Tommaso De Simone, presidente della Camera di Commercio di Terra di Lavoro, dice che gli usurai si stanno prendendo tutto quello che c’è da prendere sul territorio, messo in crisi dal coronavirus. Le pratiche sono spietate, arrivano al punto di render schiavi dell’usuraio i figli dell’usurato. Denuncia De Simone: «Lo strozzino ha il viso di un amico, un benefattore, che ti aiuta quando tutti gli altri ti hanno abbandonato. Che ti dà del denaro subito, quando ti serve. Mentre le banche o lo Stato te lo affideranno solo a morte avvenuta. O forse mai. Il sistema è semplice. Quando qualcuno ti chiede del denaro, non firmi più garanzie o cambiali o emetti assegni in bianco, ma firmi una procura a vendere. Cedi cioè la proprietà di un tuo bene. Se non rientri del tuo debito con lo strozzino, questa procura a vendere si moltiplicherà, cioè ne saranno emesse altre: fintantoché avrai proprietà e l’usuraio ti presta soldi. Prestito che difficilmente si potrà restituire: non tanto e non solo per gli interessi ovviamente elevatissimi, ma perché quando, come nella quarantena, non ci sono entrate economiche, l’ulteriore prestito ti serve per mangiare da un lato e per pagare le rate del debito dall’altro». E quando non ci sono più le proprietà, scatta il nuovo perverso meccanismo di sottomissione. «Quando non si hanno più proprietà, chi ha ricevuto la procura a vendere, non lo strozzino, ma un terzo, naturalmente incensurato, passa all’incasso e monetizza tutto. È a questo punto che scatta la nuova diabolica innovazione. Se ci sono figli o figlie in età da lavoro, legalmente, maggiorenni o minorenni, lo strozzino chiede al padre di impiegarli in un’azienda a lui vicina, ma non riconducibile alla sua persona. E in questo modo si paga il debito, se tutto va bene. Non oso immaginare altro» [Ferraiuolo, Avvenire].

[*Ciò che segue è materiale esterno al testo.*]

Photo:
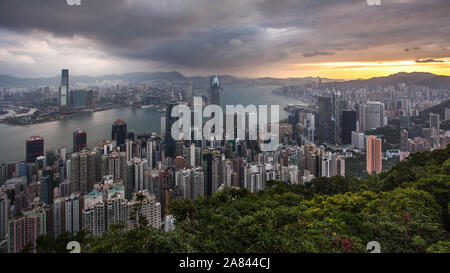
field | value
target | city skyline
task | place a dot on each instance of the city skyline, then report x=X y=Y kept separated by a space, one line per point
x=339 y=40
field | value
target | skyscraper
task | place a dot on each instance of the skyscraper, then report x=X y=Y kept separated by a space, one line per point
x=78 y=98
x=371 y=116
x=434 y=122
x=64 y=88
x=403 y=140
x=168 y=139
x=79 y=140
x=374 y=155
x=207 y=168
x=215 y=90
x=348 y=125
x=326 y=120
x=34 y=148
x=119 y=132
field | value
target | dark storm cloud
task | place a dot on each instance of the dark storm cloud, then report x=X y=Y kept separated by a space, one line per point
x=316 y=53
x=429 y=61
x=227 y=34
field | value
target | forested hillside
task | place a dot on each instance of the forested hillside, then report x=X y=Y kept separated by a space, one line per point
x=405 y=209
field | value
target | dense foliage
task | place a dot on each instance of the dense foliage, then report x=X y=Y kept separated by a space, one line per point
x=405 y=209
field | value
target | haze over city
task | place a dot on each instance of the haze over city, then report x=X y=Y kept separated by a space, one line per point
x=333 y=39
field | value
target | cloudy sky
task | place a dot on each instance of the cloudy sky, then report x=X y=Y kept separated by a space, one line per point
x=344 y=39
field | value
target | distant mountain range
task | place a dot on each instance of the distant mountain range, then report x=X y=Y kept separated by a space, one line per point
x=416 y=78
x=413 y=78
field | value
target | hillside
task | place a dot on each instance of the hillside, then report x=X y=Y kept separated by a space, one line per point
x=416 y=78
x=405 y=209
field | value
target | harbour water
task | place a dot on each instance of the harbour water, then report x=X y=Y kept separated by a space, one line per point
x=98 y=124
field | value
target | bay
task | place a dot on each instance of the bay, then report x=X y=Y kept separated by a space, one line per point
x=58 y=133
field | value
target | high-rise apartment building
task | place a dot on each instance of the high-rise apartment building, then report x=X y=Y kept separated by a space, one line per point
x=374 y=155
x=119 y=132
x=371 y=115
x=435 y=123
x=214 y=90
x=34 y=148
x=79 y=140
x=64 y=89
x=348 y=125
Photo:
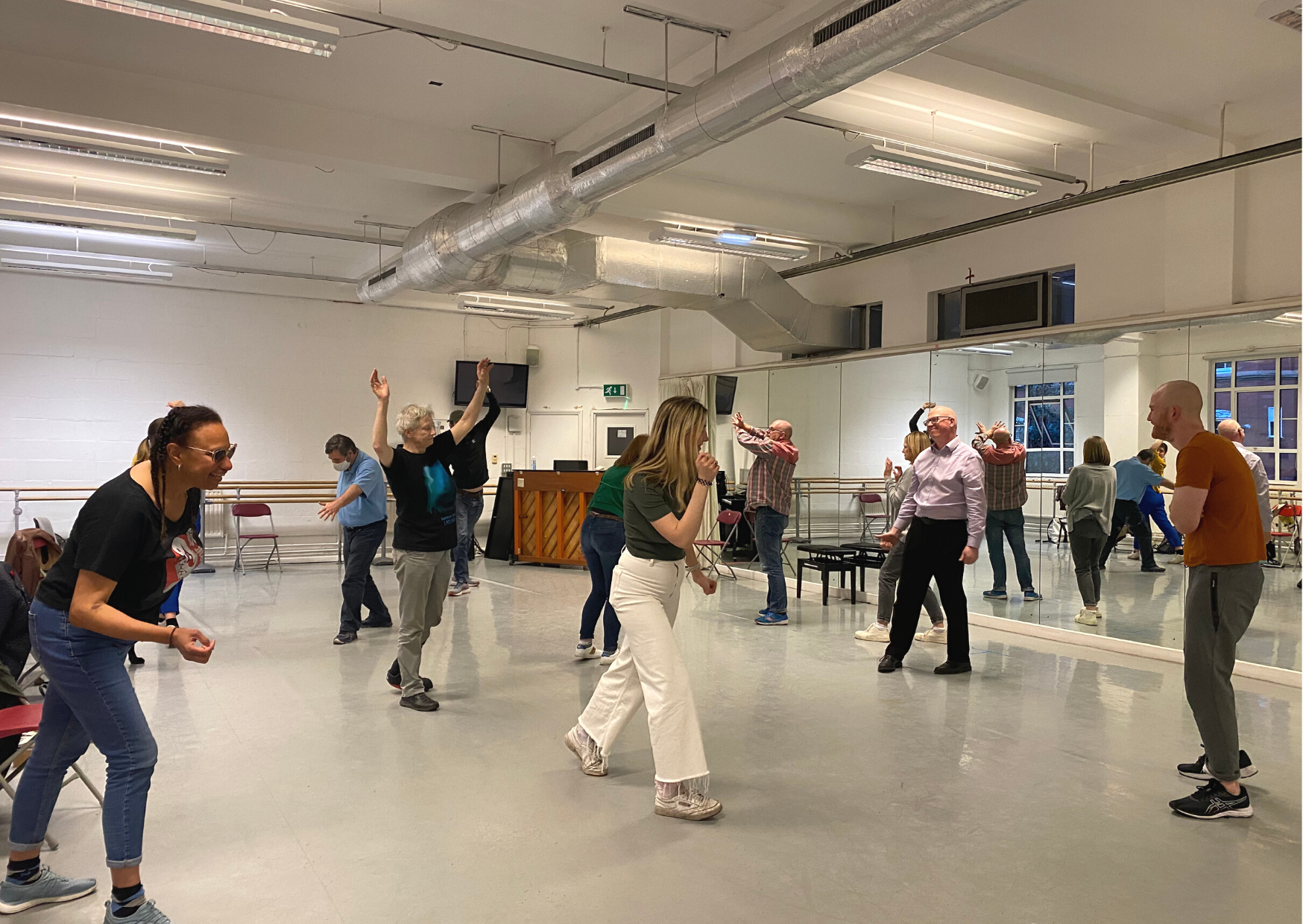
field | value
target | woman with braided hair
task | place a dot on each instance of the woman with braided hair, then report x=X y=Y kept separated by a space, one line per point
x=133 y=539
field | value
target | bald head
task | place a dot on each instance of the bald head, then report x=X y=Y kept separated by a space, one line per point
x=941 y=425
x=1176 y=411
x=1231 y=431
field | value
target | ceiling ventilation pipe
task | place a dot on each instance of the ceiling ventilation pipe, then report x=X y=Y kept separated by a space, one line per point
x=463 y=247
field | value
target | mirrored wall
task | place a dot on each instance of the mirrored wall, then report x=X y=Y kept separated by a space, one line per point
x=1053 y=391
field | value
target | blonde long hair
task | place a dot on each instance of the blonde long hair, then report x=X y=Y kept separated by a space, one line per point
x=667 y=459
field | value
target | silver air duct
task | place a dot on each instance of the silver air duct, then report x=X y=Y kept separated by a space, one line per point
x=743 y=294
x=463 y=248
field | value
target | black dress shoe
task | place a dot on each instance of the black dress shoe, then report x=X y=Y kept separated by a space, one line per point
x=395 y=680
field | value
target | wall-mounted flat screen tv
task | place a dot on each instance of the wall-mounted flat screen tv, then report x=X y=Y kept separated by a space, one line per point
x=510 y=384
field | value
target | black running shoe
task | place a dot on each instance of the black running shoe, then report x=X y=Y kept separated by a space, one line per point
x=1212 y=800
x=395 y=680
x=1199 y=769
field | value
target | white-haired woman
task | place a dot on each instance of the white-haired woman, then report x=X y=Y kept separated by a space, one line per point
x=425 y=529
x=663 y=501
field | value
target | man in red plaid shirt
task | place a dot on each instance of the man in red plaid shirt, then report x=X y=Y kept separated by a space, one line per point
x=769 y=496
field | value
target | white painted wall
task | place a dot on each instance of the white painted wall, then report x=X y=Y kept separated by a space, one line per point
x=1196 y=245
x=85 y=365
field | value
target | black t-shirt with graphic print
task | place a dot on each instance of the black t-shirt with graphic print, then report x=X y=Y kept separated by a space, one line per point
x=425 y=496
x=116 y=536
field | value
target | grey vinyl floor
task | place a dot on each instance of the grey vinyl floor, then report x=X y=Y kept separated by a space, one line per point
x=292 y=788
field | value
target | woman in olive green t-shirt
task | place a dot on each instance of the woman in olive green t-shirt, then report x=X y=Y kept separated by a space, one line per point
x=602 y=539
x=665 y=497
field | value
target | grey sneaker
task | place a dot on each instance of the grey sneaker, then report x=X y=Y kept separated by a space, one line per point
x=145 y=914
x=420 y=701
x=687 y=804
x=46 y=889
x=590 y=759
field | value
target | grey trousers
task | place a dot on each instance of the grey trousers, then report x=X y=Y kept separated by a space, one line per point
x=1219 y=607
x=888 y=578
x=423 y=588
x=1087 y=541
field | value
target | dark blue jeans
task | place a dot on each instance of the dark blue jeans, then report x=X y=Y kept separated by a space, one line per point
x=470 y=507
x=1152 y=506
x=769 y=545
x=1001 y=523
x=90 y=699
x=359 y=586
x=602 y=541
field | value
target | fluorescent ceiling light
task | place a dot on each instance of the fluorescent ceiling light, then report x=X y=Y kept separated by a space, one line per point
x=98 y=224
x=515 y=306
x=735 y=241
x=85 y=142
x=233 y=20
x=83 y=270
x=944 y=170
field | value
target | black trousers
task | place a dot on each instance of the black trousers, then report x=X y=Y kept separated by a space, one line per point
x=1127 y=513
x=932 y=549
x=359 y=588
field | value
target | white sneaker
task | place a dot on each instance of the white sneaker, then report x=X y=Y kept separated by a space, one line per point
x=876 y=633
x=590 y=759
x=933 y=633
x=687 y=804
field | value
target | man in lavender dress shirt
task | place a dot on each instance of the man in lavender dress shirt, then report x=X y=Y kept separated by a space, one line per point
x=945 y=513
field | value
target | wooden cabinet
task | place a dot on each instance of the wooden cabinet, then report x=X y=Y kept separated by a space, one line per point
x=549 y=513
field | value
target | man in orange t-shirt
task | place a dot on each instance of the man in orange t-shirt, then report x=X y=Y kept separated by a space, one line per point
x=1216 y=507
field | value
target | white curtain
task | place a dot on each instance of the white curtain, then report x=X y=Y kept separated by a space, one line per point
x=703 y=387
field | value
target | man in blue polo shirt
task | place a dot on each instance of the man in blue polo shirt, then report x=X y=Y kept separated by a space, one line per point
x=360 y=506
x=1134 y=476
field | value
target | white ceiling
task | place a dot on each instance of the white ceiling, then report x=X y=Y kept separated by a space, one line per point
x=321 y=142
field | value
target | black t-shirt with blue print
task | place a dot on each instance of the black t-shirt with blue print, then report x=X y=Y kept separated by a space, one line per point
x=425 y=496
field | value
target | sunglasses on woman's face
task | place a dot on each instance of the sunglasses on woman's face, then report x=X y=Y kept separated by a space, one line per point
x=218 y=455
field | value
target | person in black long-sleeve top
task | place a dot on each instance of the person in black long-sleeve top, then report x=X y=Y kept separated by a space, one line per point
x=470 y=473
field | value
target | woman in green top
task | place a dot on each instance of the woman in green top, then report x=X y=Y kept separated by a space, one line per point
x=602 y=539
x=665 y=494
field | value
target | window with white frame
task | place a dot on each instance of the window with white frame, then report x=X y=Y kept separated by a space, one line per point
x=1263 y=394
x=1044 y=417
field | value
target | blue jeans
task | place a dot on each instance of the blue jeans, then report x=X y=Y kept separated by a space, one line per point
x=769 y=544
x=359 y=586
x=90 y=699
x=1153 y=507
x=1001 y=523
x=602 y=541
x=470 y=507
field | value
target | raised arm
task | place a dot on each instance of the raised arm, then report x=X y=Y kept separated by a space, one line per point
x=468 y=419
x=381 y=431
x=683 y=531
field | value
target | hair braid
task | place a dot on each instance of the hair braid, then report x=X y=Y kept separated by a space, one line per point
x=175 y=428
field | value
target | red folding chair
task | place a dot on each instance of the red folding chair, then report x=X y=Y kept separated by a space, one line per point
x=865 y=499
x=712 y=549
x=256 y=511
x=20 y=721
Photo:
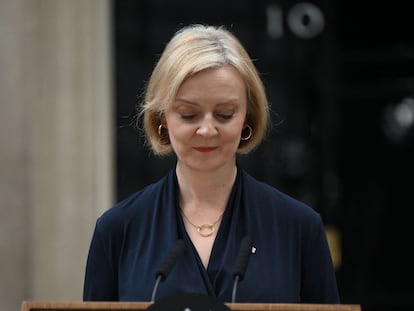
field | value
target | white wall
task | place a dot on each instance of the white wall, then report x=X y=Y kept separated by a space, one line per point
x=56 y=137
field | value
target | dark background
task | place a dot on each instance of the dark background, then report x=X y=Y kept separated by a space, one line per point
x=337 y=142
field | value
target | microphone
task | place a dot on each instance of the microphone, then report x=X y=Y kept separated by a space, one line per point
x=241 y=264
x=163 y=272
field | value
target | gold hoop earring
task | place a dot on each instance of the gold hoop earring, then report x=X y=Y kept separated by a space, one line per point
x=250 y=132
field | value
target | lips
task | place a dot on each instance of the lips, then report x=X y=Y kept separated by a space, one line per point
x=205 y=149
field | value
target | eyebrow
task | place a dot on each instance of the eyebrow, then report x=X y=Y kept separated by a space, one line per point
x=227 y=102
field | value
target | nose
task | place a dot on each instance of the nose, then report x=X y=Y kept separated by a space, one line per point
x=207 y=127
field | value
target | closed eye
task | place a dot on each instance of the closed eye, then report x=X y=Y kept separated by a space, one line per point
x=224 y=116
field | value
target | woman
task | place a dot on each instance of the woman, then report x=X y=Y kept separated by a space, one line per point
x=206 y=103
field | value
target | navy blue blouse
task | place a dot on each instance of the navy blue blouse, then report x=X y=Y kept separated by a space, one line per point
x=291 y=262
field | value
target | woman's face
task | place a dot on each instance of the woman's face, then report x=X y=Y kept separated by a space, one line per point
x=206 y=118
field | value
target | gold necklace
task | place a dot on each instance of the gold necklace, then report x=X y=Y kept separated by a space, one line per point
x=201 y=229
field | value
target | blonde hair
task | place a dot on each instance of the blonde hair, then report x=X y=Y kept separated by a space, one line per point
x=192 y=49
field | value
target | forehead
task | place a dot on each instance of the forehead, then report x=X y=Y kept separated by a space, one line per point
x=223 y=80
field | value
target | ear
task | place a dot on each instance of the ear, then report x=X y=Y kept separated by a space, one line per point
x=163 y=120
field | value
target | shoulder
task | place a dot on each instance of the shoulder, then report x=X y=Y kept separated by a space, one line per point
x=267 y=197
x=133 y=206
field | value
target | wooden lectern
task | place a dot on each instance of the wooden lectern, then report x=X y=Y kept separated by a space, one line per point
x=139 y=306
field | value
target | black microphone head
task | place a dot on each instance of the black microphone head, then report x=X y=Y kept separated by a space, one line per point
x=188 y=301
x=171 y=260
x=243 y=257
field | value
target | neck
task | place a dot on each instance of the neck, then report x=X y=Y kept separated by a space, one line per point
x=206 y=188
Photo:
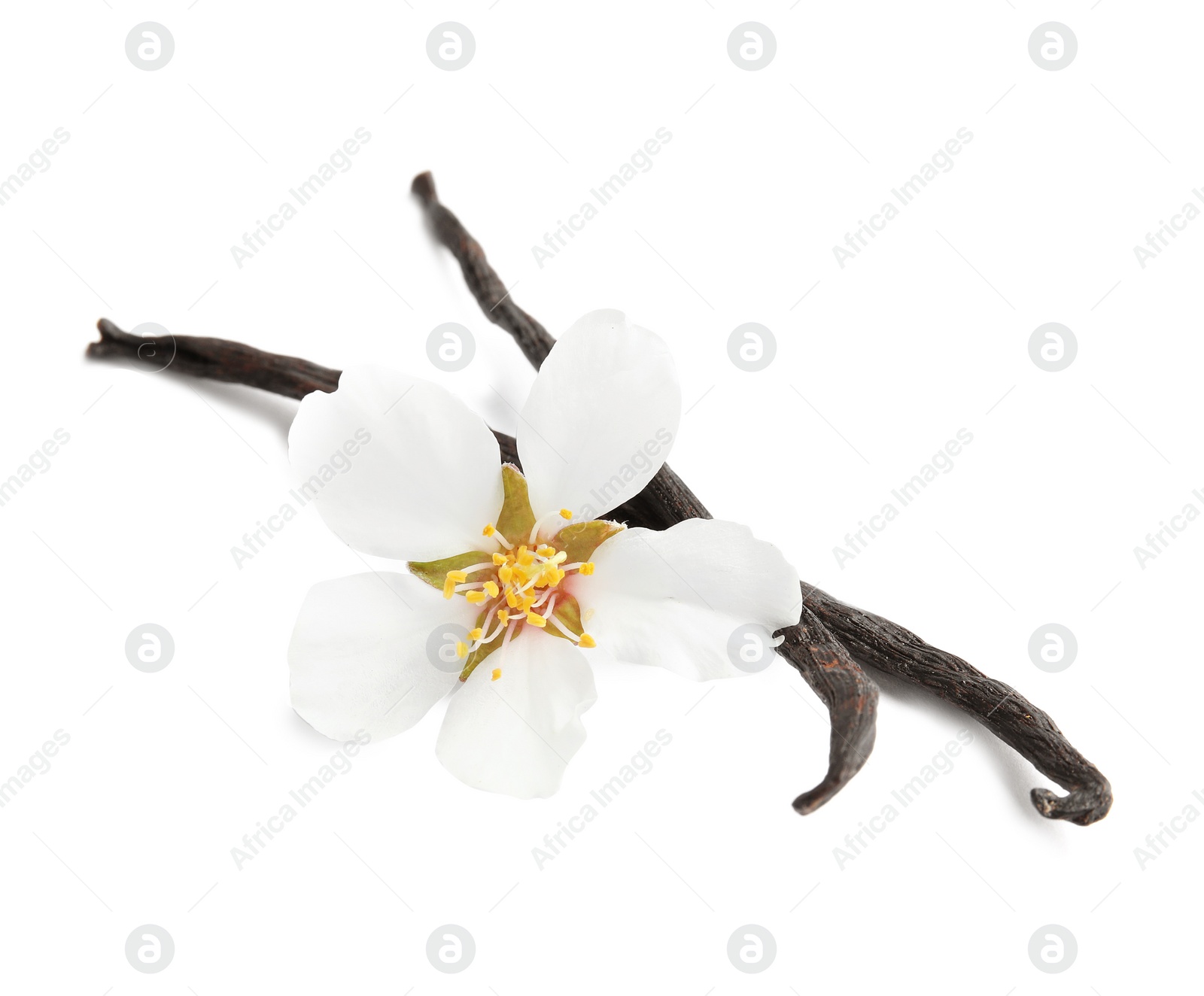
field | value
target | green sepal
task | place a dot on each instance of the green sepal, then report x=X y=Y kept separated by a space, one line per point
x=515 y=520
x=581 y=539
x=435 y=572
x=485 y=650
x=570 y=614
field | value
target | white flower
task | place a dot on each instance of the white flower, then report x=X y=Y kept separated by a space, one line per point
x=524 y=563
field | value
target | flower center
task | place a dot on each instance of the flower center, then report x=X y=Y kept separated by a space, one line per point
x=521 y=585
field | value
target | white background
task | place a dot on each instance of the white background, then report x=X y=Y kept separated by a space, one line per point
x=878 y=365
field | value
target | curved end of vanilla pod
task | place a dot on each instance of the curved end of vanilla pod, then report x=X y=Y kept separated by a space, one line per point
x=423 y=187
x=850 y=697
x=847 y=758
x=1083 y=806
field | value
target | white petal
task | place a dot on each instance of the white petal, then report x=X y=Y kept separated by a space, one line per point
x=601 y=417
x=359 y=657
x=397 y=466
x=517 y=734
x=676 y=598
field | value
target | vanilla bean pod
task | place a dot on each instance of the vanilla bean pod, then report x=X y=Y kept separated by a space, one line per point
x=822 y=658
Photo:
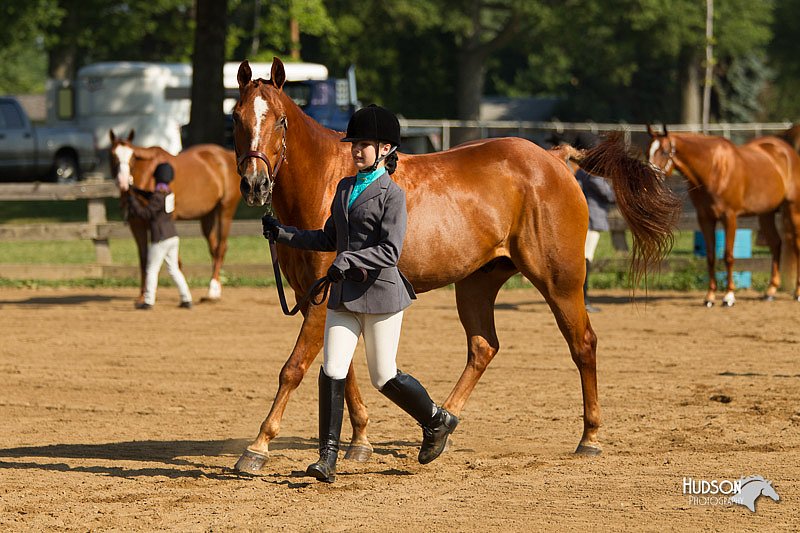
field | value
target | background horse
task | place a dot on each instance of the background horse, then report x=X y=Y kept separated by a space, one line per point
x=477 y=214
x=727 y=181
x=206 y=187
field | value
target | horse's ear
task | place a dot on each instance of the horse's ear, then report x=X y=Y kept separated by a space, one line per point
x=278 y=74
x=244 y=75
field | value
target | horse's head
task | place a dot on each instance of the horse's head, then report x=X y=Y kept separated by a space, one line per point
x=259 y=132
x=121 y=160
x=662 y=150
x=769 y=491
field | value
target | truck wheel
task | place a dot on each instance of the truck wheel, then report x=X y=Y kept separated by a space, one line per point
x=65 y=168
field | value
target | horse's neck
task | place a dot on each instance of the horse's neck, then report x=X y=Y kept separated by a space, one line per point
x=315 y=162
x=145 y=163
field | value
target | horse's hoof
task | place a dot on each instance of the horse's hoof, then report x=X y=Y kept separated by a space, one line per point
x=358 y=452
x=588 y=450
x=251 y=462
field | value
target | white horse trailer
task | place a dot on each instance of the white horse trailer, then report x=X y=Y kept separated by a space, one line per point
x=151 y=98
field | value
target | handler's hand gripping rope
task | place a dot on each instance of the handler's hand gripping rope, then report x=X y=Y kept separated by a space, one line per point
x=318 y=292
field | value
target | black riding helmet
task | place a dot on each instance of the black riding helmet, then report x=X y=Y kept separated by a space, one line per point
x=163 y=173
x=373 y=123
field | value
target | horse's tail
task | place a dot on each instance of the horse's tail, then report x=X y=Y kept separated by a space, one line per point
x=649 y=207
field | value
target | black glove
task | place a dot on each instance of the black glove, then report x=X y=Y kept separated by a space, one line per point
x=335 y=274
x=357 y=274
x=270 y=227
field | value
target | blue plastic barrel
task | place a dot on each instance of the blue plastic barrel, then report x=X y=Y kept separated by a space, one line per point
x=742 y=249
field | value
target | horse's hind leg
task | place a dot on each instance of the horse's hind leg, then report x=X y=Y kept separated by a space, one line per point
x=766 y=223
x=707 y=222
x=475 y=297
x=730 y=235
x=562 y=287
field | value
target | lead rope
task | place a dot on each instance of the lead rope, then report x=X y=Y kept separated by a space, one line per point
x=316 y=295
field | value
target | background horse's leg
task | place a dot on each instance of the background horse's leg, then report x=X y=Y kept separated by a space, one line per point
x=766 y=222
x=212 y=230
x=730 y=235
x=139 y=228
x=792 y=220
x=360 y=449
x=475 y=297
x=707 y=222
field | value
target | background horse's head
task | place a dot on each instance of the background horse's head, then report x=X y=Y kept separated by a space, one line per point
x=662 y=150
x=121 y=160
x=259 y=132
x=132 y=166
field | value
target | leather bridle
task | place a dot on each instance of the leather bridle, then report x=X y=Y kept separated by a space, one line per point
x=272 y=172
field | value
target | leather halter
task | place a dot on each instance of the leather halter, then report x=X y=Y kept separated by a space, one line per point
x=272 y=172
x=670 y=157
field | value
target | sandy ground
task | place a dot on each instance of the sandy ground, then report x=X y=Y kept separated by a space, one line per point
x=115 y=419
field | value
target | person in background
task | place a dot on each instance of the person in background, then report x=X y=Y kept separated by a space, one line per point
x=164 y=241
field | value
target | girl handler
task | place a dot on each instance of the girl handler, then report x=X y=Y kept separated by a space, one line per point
x=366 y=228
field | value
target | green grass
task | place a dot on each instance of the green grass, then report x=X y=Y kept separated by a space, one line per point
x=48 y=212
x=194 y=251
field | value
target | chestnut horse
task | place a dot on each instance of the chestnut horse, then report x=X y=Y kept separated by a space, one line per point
x=726 y=181
x=477 y=214
x=206 y=187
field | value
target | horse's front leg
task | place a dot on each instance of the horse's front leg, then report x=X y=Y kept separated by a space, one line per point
x=309 y=342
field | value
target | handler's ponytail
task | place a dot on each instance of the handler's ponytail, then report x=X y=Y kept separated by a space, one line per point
x=391 y=162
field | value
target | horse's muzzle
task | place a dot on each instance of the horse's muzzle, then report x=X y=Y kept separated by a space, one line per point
x=256 y=191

Il numero di americani che la scorsa settimana ha richiesto il sussidio di disoccupazione è di 1,314 milioni. Un dato più basso delle attese in calo di 99 mila unità rispetto alla settimana precedente. È comunque la sedicesima settimana consecutiva che si registra oltre un milione di nuove richieste. Prima della pandemia, la soglia del milione non era mai stata superata.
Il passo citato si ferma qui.